Local Polynomial Lp-norm Regression
Ladan Tazik, James Stafford, John Braun
TL;DR
This work addresses regression under non-Gaussian noise by proposing local polynomial $L_p$-norm regression, replacing the traditional local least squares with a weighted $L_p$ objective under a GED error model. It develops local constant and local linear estimators, derives their asymptotic bias and variance, and provides a data-driven approach to select the shape parameter $p$ via a robust $Q$ method, along with an effective bandwidth rule $h_p$. Theoretical results show asymptotic normality and comparable bias to $L_2$ methods while adapting variance to error moments; simulations and real-data applications demonstrate superior performance of the LLP approach, with promising 2D extensions.
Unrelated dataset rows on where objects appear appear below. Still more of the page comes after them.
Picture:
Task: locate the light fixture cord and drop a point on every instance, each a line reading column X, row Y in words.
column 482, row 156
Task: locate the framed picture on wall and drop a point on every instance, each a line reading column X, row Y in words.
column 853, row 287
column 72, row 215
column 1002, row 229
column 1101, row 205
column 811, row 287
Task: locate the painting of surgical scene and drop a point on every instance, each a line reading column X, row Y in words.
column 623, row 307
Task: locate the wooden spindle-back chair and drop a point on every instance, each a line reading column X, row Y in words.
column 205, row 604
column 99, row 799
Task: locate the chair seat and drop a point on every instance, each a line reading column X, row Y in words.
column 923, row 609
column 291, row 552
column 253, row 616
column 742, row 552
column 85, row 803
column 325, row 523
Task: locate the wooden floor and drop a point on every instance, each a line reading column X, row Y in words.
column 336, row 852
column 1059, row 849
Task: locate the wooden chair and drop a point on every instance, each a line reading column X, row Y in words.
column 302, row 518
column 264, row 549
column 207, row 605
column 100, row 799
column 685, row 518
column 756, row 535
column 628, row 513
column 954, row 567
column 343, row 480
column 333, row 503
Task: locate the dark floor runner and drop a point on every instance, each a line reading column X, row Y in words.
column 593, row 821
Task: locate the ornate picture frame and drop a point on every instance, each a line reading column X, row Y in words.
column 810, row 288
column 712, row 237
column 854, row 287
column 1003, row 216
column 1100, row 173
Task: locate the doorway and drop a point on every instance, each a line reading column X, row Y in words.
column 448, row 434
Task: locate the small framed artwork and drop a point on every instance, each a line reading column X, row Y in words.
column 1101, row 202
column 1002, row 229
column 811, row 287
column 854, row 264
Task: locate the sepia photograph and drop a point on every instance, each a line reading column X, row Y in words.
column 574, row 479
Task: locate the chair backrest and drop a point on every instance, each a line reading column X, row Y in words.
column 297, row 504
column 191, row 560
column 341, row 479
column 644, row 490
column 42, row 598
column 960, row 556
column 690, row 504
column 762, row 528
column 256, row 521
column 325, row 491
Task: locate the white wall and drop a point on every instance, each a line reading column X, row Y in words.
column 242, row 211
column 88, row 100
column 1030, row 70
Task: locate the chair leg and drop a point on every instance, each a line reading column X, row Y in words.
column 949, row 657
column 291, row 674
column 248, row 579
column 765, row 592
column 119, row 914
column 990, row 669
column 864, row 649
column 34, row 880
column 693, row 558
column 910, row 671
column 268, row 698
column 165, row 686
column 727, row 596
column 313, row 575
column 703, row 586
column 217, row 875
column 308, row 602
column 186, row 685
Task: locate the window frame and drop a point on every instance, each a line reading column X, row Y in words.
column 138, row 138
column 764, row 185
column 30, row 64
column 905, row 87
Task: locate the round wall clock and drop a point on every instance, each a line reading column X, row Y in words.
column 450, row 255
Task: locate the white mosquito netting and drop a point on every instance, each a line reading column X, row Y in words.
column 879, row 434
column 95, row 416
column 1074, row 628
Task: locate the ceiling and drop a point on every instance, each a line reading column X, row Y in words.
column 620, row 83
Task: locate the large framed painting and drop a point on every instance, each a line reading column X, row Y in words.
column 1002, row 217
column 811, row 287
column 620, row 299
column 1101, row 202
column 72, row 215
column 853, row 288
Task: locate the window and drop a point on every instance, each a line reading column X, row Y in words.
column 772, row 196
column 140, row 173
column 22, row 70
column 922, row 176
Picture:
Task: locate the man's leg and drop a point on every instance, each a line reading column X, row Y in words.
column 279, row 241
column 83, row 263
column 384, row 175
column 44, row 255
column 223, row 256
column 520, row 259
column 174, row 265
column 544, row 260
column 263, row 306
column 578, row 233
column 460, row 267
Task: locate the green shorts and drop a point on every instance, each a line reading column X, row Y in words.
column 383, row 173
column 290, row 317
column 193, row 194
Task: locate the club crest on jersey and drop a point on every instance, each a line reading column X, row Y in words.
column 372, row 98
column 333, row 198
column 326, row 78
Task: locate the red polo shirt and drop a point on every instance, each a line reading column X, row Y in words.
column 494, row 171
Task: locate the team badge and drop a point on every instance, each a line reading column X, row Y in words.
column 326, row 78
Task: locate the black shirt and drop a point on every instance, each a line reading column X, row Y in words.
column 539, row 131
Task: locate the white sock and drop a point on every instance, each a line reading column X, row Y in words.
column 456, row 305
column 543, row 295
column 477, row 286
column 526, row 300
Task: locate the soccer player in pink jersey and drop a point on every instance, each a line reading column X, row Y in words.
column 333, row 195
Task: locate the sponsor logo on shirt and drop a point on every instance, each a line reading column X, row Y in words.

The method is complemented by bootstrap confidence bands and practical algorithms, making it a robust alternative for non-Gaussian settings with potentially heavy tails or outliers.
Abstract
The local least squares estimator for a regression curve cannot provide optimal results when non-Gaussian noise is present. Both theoretical and empirical evidence suggests that residuals often exhibit distributional properties different from those of a normal distribution, making it worthwhile to consider estimation based on other norms. It is suggested that $L_p$-norm estimators be used to minimize the residuals when these exhibit non-normal kurtosis. In this paper, we propose a local polynomial $L_p$-norm regression that replaces weighted least squares estimation with weighted $L_p$-norm estimation for fitting the polynomial locally. We also introduce a new method for estimating the parameter $p$ from the residuals, enhancing the adaptability of the approach. Through numerical and theoretical investigation, we demonstrate our method's superiority over local least squares in one-dimensional data and show promising outcomes for higher dimensions, specifically in 2D.